This "between centres" in a lathe procedure for trueing cranks may look very impressive and scientific - but in real life I do not find it effective. Apart from questionable centres in the mainshafts that you have to rework in most cases you can only do guesswork what runout you will get when installing the crank by its bearings in the crank case. Allright, most will not check this in an assembled engine and hope for the best. So instead I belong to the religion of placing the crank on simple hacksawed alu plates with prisms/ vees in them. No need to have any bearings on these , just a bit of oil on the mainshafts - you don´t see thousand rpms when checking for runouts I guess ?? And it is simple as anything to fabricate with excellent measuring results plus reliability to KNOW you will have same runout in the finished engine like on your simple vees - very unlike to the between centres procedure.
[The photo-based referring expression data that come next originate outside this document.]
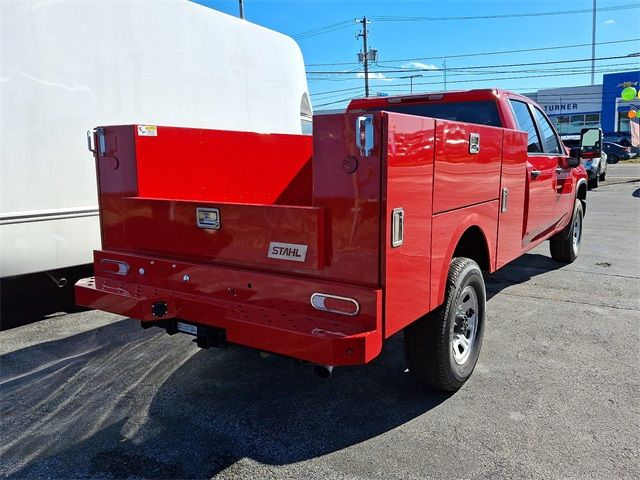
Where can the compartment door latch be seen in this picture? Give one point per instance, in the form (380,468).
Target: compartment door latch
(397,227)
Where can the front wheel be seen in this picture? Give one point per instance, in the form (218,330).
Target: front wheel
(565,245)
(442,348)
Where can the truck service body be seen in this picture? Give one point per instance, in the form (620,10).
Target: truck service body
(320,248)
(162,67)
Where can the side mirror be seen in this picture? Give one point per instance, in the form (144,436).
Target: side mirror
(574,157)
(591,142)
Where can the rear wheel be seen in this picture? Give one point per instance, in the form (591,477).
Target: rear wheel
(565,245)
(442,348)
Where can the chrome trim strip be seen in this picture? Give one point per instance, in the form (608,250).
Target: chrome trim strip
(47,215)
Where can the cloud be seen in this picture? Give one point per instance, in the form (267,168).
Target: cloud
(420,65)
(375,76)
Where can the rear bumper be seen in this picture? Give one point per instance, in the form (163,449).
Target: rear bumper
(265,311)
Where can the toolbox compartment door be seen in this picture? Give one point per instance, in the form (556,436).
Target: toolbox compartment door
(275,235)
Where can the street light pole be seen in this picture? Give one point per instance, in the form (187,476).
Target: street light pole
(365,54)
(593,44)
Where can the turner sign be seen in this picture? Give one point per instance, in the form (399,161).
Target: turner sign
(560,107)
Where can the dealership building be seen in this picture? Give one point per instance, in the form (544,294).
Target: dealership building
(574,108)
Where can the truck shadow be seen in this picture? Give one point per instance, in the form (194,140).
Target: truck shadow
(119,402)
(122,402)
(518,271)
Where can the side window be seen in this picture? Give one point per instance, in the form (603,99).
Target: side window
(548,134)
(526,124)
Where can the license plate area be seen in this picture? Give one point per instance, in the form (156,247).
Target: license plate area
(186,328)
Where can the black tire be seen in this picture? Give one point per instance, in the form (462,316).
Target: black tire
(562,245)
(429,342)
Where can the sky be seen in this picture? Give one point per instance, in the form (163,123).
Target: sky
(418,37)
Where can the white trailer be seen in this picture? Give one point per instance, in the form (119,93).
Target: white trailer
(67,66)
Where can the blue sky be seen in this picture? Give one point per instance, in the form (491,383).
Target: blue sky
(417,46)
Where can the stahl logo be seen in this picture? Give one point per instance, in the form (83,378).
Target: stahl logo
(287,251)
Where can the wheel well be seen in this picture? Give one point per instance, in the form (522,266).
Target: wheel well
(582,196)
(473,245)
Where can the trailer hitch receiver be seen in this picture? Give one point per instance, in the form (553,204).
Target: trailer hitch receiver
(159,309)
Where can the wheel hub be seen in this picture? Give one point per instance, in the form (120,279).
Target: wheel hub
(465,326)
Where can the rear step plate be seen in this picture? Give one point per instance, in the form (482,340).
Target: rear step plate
(186,328)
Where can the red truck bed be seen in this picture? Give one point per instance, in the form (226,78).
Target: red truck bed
(321,248)
(270,189)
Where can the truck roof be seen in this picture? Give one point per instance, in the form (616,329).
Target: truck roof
(443,97)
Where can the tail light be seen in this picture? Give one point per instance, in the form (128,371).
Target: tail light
(114,266)
(335,304)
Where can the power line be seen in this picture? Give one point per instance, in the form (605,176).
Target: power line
(481,54)
(568,69)
(475,67)
(509,15)
(397,87)
(322,30)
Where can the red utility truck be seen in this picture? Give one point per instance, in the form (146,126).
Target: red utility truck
(320,248)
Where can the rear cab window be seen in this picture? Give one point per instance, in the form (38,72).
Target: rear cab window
(548,134)
(481,112)
(525,123)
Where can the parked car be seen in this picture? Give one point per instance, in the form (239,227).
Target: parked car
(594,164)
(616,152)
(624,140)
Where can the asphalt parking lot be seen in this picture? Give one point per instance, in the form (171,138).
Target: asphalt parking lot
(555,394)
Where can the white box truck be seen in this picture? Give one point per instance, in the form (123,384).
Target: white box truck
(66,66)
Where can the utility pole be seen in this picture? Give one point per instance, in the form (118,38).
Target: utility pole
(593,44)
(444,72)
(365,55)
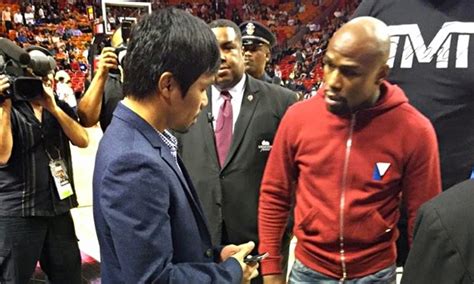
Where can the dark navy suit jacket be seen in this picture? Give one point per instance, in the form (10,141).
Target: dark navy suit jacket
(148,218)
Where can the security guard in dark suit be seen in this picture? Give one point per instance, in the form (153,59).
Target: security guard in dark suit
(257,42)
(228,188)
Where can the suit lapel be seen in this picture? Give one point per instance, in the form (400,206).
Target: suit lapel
(207,128)
(247,110)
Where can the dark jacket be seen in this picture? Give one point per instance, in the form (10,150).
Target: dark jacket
(232,193)
(148,219)
(443,248)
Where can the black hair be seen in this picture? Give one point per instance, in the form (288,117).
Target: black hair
(168,40)
(223,23)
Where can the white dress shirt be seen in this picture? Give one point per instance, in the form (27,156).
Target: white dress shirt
(237,93)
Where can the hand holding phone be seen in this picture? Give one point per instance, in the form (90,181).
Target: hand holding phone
(256,258)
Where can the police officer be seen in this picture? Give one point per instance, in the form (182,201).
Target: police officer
(257,41)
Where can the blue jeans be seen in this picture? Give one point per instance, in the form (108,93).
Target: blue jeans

I would better skip the traditional measuring clocks, even more so the digital types, for checking crank runouts and in fact almost all setting up jobs in the workshop, and get me the lever type clocks with minimal internal friction , low measuring force and great access to all places you want to check. The clumsy big clocks are a PITA for that kind of jobs. At a tenner or two you get them from anywhere and enjoy a new life at your machinery.
I did video clips today of my homemade cranks , see youtube links below, showing runouts at half a thou, 0,01 mm both ends. I had a jig for pressing in the 40 mm crank pin and was lucky to get just 0,06mm runout after pressing home. But then no way to true up with a heavy copper mallet, nor with a heavy steel hammer onto a flat piece of alu to keep crank webs nice - or I am too old and weak to shift them. So I used the drillings in the crank , shoved lengths of round bar through to put the lot in my hydraulic press for getting runouts to 0 - 0,02 mm finally.
The tensile strength of my crank webs is a LOT higher than standard Vincent so no wonder I had very high press forces and no chance to bash it into zero runout with big hammers. Have you heared of the "Ding-test" in the toolroom practice ? You find a piece of known steel quality and ding it onto the unknown item you´d like to test. The one part with the bigger ding on its edge is lower in hardness and tensile strength, same dings , same strengths. My photo shows an original B-Rap crank against my homemade crank, no ding at all at the new part.
As to securing mainshafts in the webs, the Mills pin was a joke from day one anyway. Why not do a mod by broaching a 5mm keyway into the web bore and mill a woodruff or better a parallel key into the mains and you are safe ever after ??